While not every post is suitable for stats, you can introduce them to most articles. Similar to other scientific data, they increase the perceived and factual value of a piece, helping you with user engagement and link building. As a result, these posts rank higher in search results and gain more organic traffic.

Using stats and data is crucial when you don’t have anything new to add to the topic but want to extend the word count. Given this is highly engaging information, it will rarely feel stuffy or forced if you add scientific findings to your piece. However, don’t go overboard, as you still need to focus on the main topic.

3. Personal opinions

Although data is crucial for building trust and making a point, we can’t rely on it in every situation. There are various cases where we gain empirical knowledge about the topic based on our long-term experience. By sharing our personal findings and opinions, we can provide unique value to the users.

A great thing about personal opinions is that they’re all different. Unlike scientific data and stats, which are commonly copied from other sources, personal opinions are always unique. We can use them to enrich our content and attract users who are looking for a different point of view.

Similar to stats and scientific data, personal opinions should be used sporadically. They need to add to content, not to take away from it. Focus on your main topic, create a layout, and then, when you think it’s suitable, provide a professional opinion about a situation or phenomenon.

4. Visuals and media

Most website owners neglect visual solutions when they create content. They might take a hero image from an external site, but they won’t bother creating unique graphs, images, and other visuals. Not only is this a missed opportunity, but it’s also something that can hurt your piece. Here are a few things to keep in mind with visual media:

  • Besides the featured image, you should add an image or a photo every 500 words. So, a 1,000-word piece should have 2 images in total, while a 1,500-word piece will have three
  • If you’re embedding YouTube videos, make sure they’re on the top. This content format is highly engaging and will, de facto, force users to stay on the page for a longer time, sending a strong quality signal to Google
  • If you’re explaining a step-by-step process, a good practice is to add an image for each step. You can print-screen different tasks as you go, so that shouldn’t take too much time
  • Don’t add images for the sake of adding images. Use them to better convey information, stat, or scientific data

Always remember that, like your textual content, good images are meant to provide value.

5. Writing style and tone

Writing style is something you should always pay attention to when creating content. To ensure the best possible engagement, you need to explain complex topics as if you’re talking to kids. Given that your piece will be read by all sorts of users, this is the best way to get the most from each one of them.

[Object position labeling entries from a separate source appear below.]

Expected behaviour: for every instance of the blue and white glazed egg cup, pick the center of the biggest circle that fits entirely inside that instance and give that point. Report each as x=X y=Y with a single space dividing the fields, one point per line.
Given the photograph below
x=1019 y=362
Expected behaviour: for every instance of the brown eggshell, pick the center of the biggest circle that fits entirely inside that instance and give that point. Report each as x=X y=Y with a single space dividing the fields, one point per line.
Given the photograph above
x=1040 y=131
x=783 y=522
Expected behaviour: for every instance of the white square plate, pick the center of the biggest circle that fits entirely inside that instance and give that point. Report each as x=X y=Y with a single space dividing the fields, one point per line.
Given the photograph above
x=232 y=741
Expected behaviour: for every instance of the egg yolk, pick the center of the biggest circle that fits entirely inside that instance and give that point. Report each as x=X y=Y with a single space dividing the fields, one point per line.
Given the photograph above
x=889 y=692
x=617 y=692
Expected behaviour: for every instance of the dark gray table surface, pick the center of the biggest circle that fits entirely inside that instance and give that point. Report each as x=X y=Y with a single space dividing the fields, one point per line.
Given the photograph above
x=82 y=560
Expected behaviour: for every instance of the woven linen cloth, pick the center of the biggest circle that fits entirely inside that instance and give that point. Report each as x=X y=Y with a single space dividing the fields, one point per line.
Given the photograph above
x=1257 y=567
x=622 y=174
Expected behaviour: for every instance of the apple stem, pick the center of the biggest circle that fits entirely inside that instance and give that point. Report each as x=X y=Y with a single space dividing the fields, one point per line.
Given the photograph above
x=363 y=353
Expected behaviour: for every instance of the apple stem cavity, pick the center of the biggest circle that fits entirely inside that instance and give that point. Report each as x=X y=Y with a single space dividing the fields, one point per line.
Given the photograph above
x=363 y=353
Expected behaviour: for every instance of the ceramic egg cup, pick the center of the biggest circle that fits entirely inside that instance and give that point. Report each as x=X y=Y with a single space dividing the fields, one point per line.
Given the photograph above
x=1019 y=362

The writing style and tone are even more important for longer content than the shorter posts. As you need to ensure that the visitors stay on the page, every sentence matters toward that goal. Short mistakes or even bad information can cut your interactions much shorter.

6. Fluff and obstructions

Related to the previous entry, it’s vital that you remove anything that would seem excessive. While you’re trying to “chew” complex topics so everyone understands them and you’re also trying to provide unique opinions, that doesn’t mean you should use unimportant information.

Fluff basically refers to any text that doesn’t serve any purpose and is there to boost the total word count. Sometimes, writers have to walk a thin line where they’re trying to add as much scientific data, stats, and opinions as possible while avoiding any excess. In these situations, you need to analyze each sentence and paragraph to determine whether it adds value or takes away from the post.


By following the tricks in this article, you can get the most from your word count. Even if you go with enormous pieces, you can maximize user engagement by taking a value-driven approach to the content. As a result, you can answer the search intent much better and ensure higher placement within search rankings.